Five years ago I would’ve been white-knuckling the steering wheel, drumming my fingers and silently willing the traffic to just move already. But I’ve learned a thing or two in the land of Sunday trading hours and last-call bells. I’m still a long, long, long way from zen, but I’m looking forward to downshifting life’s little urgencies and learning how to linger.

(Of which I will remind myself when I’m on the phone with my South African broadband provider, demanding an explanation for why I’m still without internet after six weeks!)

three zero

Hello world! I’m a Kansan living in London and brand-new romance author, and as today is my birthday, it seemed like as good a time as any to kick off my shiny new blog. As I’ve now entered a new decade that means my age begins with the number three, I thought it was worth taking a look back at some of the highlights from the last ten years. 

22: After months of listening to my fellow college seniors sign six-figure contracts with investment banks as early as Christmas, having my Fulbright application rejected, and lying awake at night fretting that I’d have to leave New York City and move back to Kansas indefinitely, my year of interning for $10/day paid off and I was offered a full-time editorial job at WW Norton & Co, starting just two weeks after graduation. I lived the first six months in constant fear of being fired, but by the end of the year I was breezily returning proofs, executing contracts, and drunkenly hugging people at the office Christmas party.

24: On paper, I had it all: great job, amazing apartment, solid circle of friends, and a long-term boyfriend who was probably on his way to proposing. But I couldn’t shake an underpinning sense of dissatisfaction, and I chucked it all in: quit my job, gave notice on my apartment, broke up with my boyfriend, and moved to London to do my MA at UCL. It was terrifying and exhilarating, and one of my best decisions ever.

25: Just eight weeks into my first post-MA editorial job, I realized that a career in publishing, though hard-won (see 22), was not what I wanted. I took a complete leap of faith based on nothing more than a general interest in people and a friend’s insistence that I deserved a higher salary, and completely changed industries, starting over from scratch in the small but fast-paced world of executive search and talent consulting. Four years, two firms, and what feels like several million candidate analyses later, I’ve never been happier in my job and can’t see myself ever being tempted out of the professional services sector.

29: My twenties decided to save the best for last, evidently, as 29 was pretty much wall-to-wall awesome! I went on an amazing two-week holiday to South Africa’s Western Cape; I traveled to Dublin to see my favorite crazy Afrikaans rappers, Die Antwoord; I pushed (and triumphed over!) my physical limits at the three-day BG Energy Challenge in Dartmoor, at the Survival of the Fittest obstacle-laden 5K in Battersea, and by completing my first half-marathon in Greenwich; I sold my debut contemporary romance novel to Carina Press; and I got engaged to my very own hero, almost nine years to the day from when we first met.

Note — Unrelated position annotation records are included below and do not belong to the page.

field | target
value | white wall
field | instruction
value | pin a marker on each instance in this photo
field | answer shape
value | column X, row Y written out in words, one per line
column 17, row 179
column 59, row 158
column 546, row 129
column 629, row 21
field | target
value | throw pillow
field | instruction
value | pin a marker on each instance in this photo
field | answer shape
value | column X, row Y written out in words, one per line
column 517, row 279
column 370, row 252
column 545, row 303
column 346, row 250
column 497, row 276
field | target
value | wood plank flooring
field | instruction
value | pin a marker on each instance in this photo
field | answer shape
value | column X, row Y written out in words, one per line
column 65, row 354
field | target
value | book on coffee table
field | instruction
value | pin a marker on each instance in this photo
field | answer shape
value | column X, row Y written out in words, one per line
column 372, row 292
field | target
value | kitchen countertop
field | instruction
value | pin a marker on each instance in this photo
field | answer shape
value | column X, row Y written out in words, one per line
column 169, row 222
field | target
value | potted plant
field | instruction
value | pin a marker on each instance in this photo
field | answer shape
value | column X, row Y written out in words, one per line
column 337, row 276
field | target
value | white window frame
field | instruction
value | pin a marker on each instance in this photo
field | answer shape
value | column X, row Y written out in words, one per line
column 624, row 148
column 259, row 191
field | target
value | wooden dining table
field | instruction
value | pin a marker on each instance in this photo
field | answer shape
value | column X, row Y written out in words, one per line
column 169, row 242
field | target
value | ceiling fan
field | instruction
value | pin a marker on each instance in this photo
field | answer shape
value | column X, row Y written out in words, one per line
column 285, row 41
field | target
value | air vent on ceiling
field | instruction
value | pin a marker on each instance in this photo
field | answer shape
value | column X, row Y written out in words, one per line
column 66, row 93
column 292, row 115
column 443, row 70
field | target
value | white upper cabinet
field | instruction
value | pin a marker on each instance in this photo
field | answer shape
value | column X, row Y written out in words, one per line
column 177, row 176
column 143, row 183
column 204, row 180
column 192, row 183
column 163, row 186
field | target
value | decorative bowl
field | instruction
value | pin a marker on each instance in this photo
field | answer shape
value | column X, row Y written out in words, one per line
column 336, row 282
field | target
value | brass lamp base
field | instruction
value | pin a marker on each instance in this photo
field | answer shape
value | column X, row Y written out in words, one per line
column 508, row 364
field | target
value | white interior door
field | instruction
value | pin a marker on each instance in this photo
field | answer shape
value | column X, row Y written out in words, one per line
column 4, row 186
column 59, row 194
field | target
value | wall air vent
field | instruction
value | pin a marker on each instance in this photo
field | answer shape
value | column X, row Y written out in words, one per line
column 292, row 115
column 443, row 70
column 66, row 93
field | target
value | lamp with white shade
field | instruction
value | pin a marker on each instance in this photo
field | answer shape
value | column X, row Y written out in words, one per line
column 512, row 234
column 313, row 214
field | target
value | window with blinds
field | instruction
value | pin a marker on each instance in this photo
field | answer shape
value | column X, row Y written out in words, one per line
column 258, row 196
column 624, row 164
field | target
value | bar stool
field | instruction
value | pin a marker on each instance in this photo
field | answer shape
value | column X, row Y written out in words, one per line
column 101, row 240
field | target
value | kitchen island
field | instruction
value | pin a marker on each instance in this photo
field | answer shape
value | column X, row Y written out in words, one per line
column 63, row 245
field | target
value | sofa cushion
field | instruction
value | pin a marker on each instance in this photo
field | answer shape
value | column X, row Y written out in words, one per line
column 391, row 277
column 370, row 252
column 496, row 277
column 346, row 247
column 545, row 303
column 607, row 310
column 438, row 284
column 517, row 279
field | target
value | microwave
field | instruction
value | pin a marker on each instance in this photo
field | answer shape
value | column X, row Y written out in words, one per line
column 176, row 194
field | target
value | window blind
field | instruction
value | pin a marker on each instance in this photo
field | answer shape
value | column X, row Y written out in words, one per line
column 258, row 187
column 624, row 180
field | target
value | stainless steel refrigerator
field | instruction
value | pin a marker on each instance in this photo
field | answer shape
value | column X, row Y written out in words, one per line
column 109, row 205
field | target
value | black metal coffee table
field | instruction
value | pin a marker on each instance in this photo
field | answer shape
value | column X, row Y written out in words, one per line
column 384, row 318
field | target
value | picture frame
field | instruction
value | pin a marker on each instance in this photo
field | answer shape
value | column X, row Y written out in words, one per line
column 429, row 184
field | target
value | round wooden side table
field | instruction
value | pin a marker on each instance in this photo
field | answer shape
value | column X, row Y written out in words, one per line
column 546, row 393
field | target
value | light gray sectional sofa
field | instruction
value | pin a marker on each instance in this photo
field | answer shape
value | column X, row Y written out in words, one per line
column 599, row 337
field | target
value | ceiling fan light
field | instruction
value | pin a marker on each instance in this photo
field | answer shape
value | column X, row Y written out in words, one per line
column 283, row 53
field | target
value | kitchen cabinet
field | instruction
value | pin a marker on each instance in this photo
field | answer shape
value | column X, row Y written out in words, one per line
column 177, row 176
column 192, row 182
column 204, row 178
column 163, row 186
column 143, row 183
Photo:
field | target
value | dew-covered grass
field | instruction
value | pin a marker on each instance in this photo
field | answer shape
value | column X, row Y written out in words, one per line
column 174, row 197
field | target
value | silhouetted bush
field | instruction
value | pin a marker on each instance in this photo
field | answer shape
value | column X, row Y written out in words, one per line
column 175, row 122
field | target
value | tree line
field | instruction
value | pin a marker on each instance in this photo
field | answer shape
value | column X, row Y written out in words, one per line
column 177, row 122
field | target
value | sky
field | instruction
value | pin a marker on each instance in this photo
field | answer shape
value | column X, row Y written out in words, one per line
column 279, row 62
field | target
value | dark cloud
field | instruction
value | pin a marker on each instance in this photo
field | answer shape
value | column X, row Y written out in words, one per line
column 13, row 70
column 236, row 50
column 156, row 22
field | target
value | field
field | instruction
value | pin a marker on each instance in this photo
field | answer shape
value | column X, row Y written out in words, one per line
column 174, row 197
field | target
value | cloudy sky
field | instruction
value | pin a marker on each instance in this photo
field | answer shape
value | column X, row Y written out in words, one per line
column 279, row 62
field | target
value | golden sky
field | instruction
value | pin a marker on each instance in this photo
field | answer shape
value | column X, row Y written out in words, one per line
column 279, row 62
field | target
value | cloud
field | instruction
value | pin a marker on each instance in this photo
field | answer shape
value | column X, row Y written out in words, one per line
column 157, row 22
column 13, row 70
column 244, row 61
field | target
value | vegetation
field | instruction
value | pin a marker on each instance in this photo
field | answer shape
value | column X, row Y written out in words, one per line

Personally, I’ve always believed that anxiety about getting older results from a youth-worshipping societal construct that not only pressures women to achieve certain false markers of achievement (marriage, kids) according to an artificial timeline, it implies that being younger is unequivocally better than being older. Feminist rage aside (ahem), I just don’t buy it. There’s not enough money in the world to pay me to be 21 again and to re-experience all of that uncertainty, personal discovery, and constant self-analysis a second time. My 30th year promises to be full of upheaval: I’ll be leaving my life in London behind and starting over in Johannesburg, changing jobs, buying a car and potentially a house, and getting married somewhere in between. Yet I’m looking forward to it more than I’m stressing about it, because everything else in my life – my relationship, my self-confidence, and my faith that things always work themselves out – is pretty much nailed down. That wouldn’t have been the case nine or eight or even three years ago. I’m secure in myself, I know what I do and don’t want, and I still get carded regularly, so all in all, a little agedness hasn’t hurt me one bit!

The last decade was great, but I’m ready to see it off. Sayonara, 29 – and roll on 30!